Suara wanita tua dengan perawakannya yang masih tegap dan berwibawa tengah duduk menatap Rey tajam. Senyuman pahit mulai terukir di bibir wanita itu, "Buah jatuh tidak akan jauh dari pohonnya. Ck! Itu sebabnya Oma tidak suka dengan Ayah kamu."
Lengang. Semua yang berada di dalam ruangan megah itu kembali menegang seiring suara dan cahaya petir yang menyambar-nyambar di luar rumah. Hujan semakin lebat. Vano menunduk, berusaha menahan segala omongan pedas dari mantan ibu mertuanya itu.
"Tapi, semuanya sudah menjadi pelajaran sendiri buat kamu Reynand. Kamu harusnya belajar menjadi anak yang baik dan bisa menghormati orang tua. Contoh Kakak kamu,"
Mulai lagi.. Rey berdecak kesal dalam hati, ia sama sekali tidak tahan jika terus dibanding-bandingkan dengan kakaknya.
"Rendi tidak pernah melawan orang tua, kalau pun dia nakal, dia tetap di batas wajar. Tidak pernah merugikan atau melibatkan orang lain. Dia tetap santun, dan-"
"Mana ada kata nakal sampai pake batas-batas segala, yang namanya nakal ya nakal. Telak melewati batas."
"Reynand! Berani sekali kamu jawab omongan Oma!"
Rey berdecak kesal, dengan amarahnya yang semakin menggebu, ia meraih jaket dan kunci motor meninggalkan ruangan tersebut.
"Reynand! Mau kemana kamu!

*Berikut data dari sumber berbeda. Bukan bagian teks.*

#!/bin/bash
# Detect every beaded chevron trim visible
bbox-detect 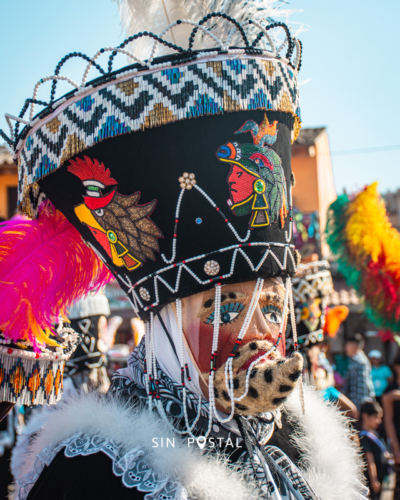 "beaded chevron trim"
[18,56,300,215]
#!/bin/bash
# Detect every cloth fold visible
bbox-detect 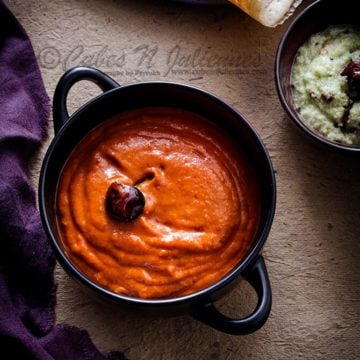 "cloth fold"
[0,1,124,360]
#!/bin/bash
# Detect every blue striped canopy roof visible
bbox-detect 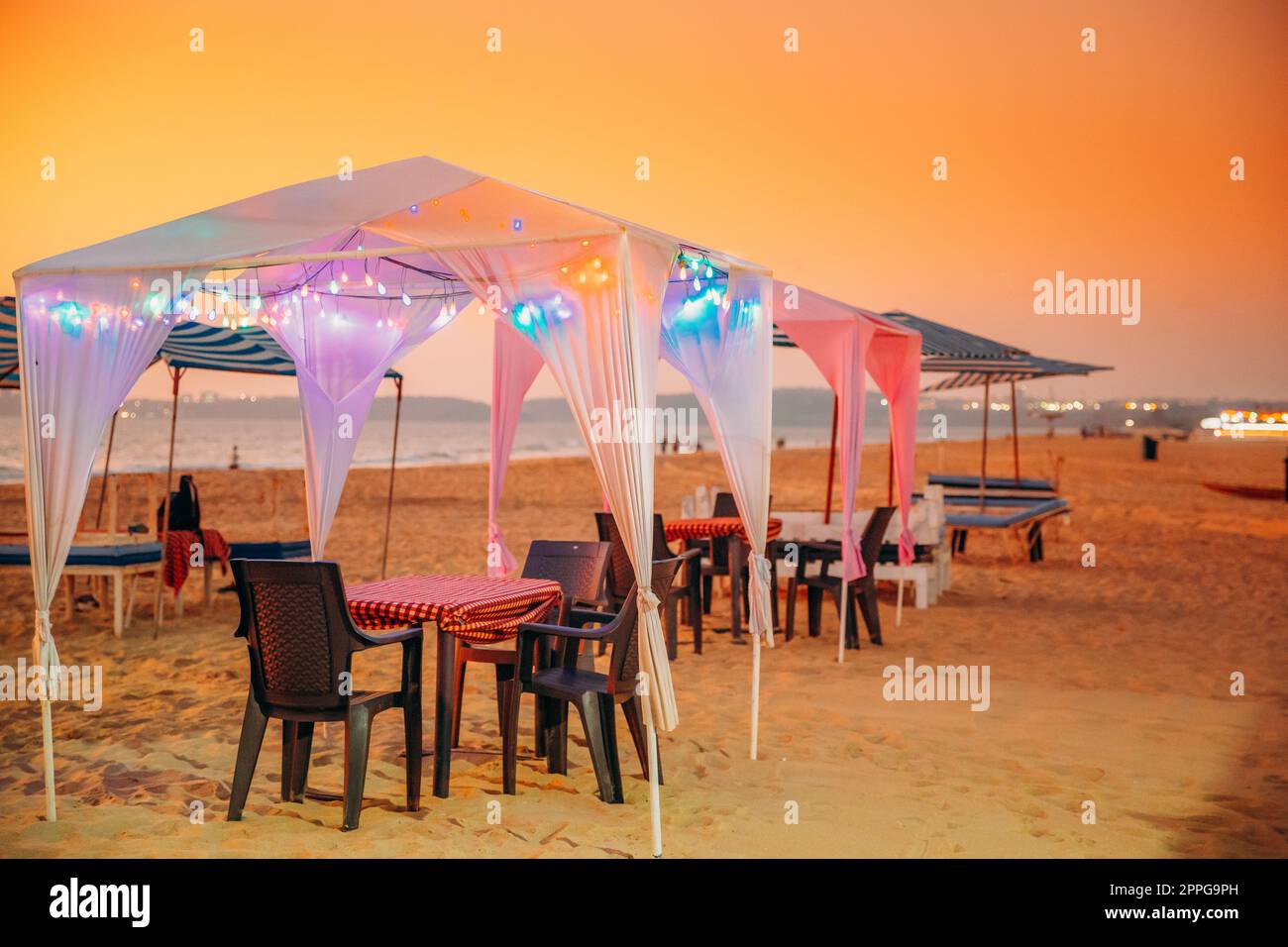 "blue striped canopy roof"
[774,312,1027,371]
[922,355,1111,391]
[0,296,402,388]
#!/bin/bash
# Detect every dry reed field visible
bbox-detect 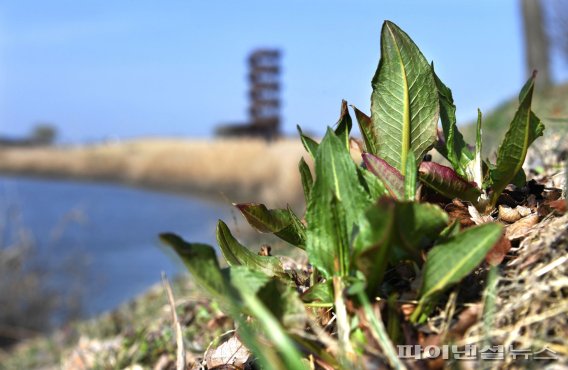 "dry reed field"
[0,138,309,207]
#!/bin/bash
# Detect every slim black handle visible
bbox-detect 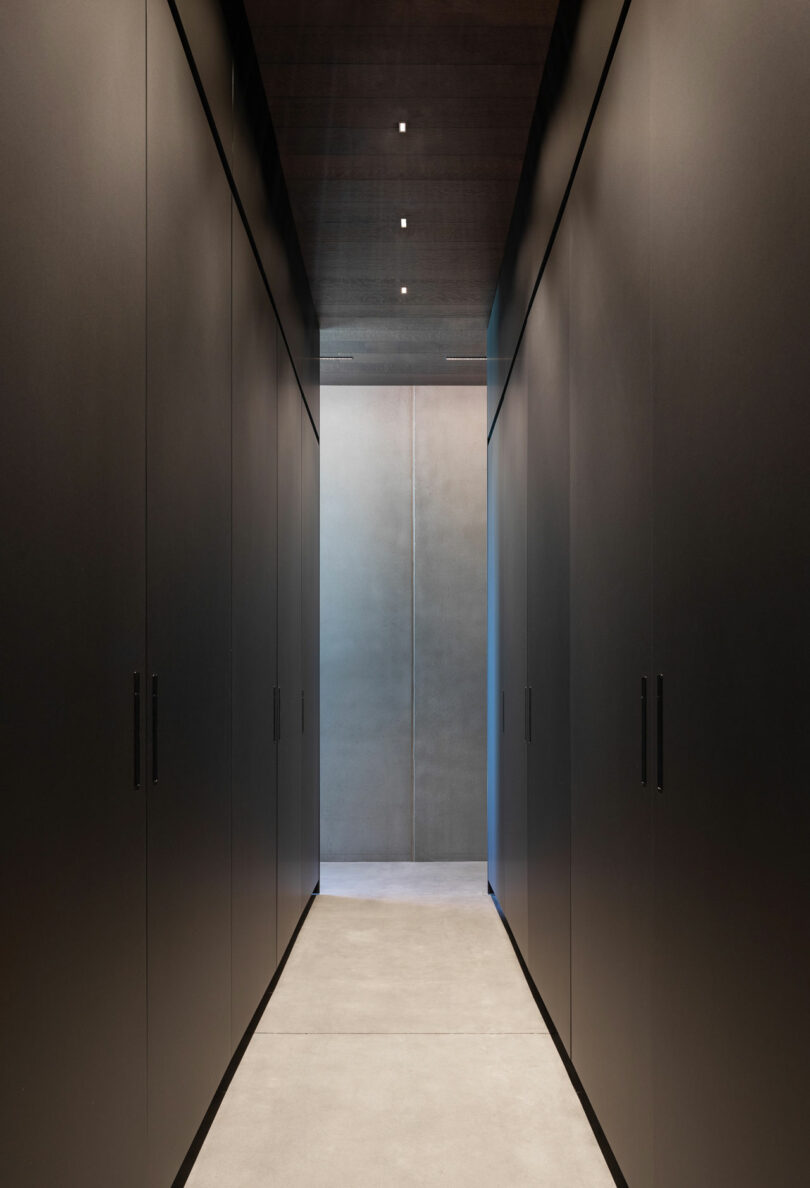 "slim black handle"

Reynand!"
Hujan semakin menderas, Rey melajukan motornya kembali membelah jalanan dan menerobos hujan tanpa memperdulikan apa pun yang menghalanginya. Tujuannya kali ini adalah membutuhkan hiburan. Ia semakin melajukan motornya dengan kencang. Namun tatapannya terhenti pada dua gadis berseragam sekolah tengah duduk di depan halte dekat sekolahnya. Ia membulatkan matanya tidak percaya saat melihat rokok yang berada di genggaman tangan kedua gadis itu. Rey mendengus kasar, ia menepikan motornya ke arah halte tersebut.
Dua gadis itu merasa terkejut saat melihat motor yang menepi di hadapan mereka. Mata mereka menatap lekat seorang pemuda tampan yang barusaja melepas helm tengah berjalan ke arah mereka, "Boleh gue ikutan duduk?"
"Dengan senang hati, sini.. samping gue." sahut seorang gadis berambut cokelat menepuk kursi di sebelahnya. Mereka berdua semakin salah tingkah saat Rey menampilkan senyuman mautnya berjalan lalu duduk di samping mereka. "Kalian belum pulang?"
Rey tahu betul bahwa dua gadis itu adalah kakak kelasnya. Jika saja ia memakai baju seragam sekolah, ia pasti sudah kewalahan menanggapi fan-girling kakak kelasnya itu padanya. Sayangnya ia masih memakai kemeja hitam miliknya, juga kacamata hitam yang setia menutupi kedua matanya yang sembab.
"Eh, be-belum." jawab gadis berambut ikal.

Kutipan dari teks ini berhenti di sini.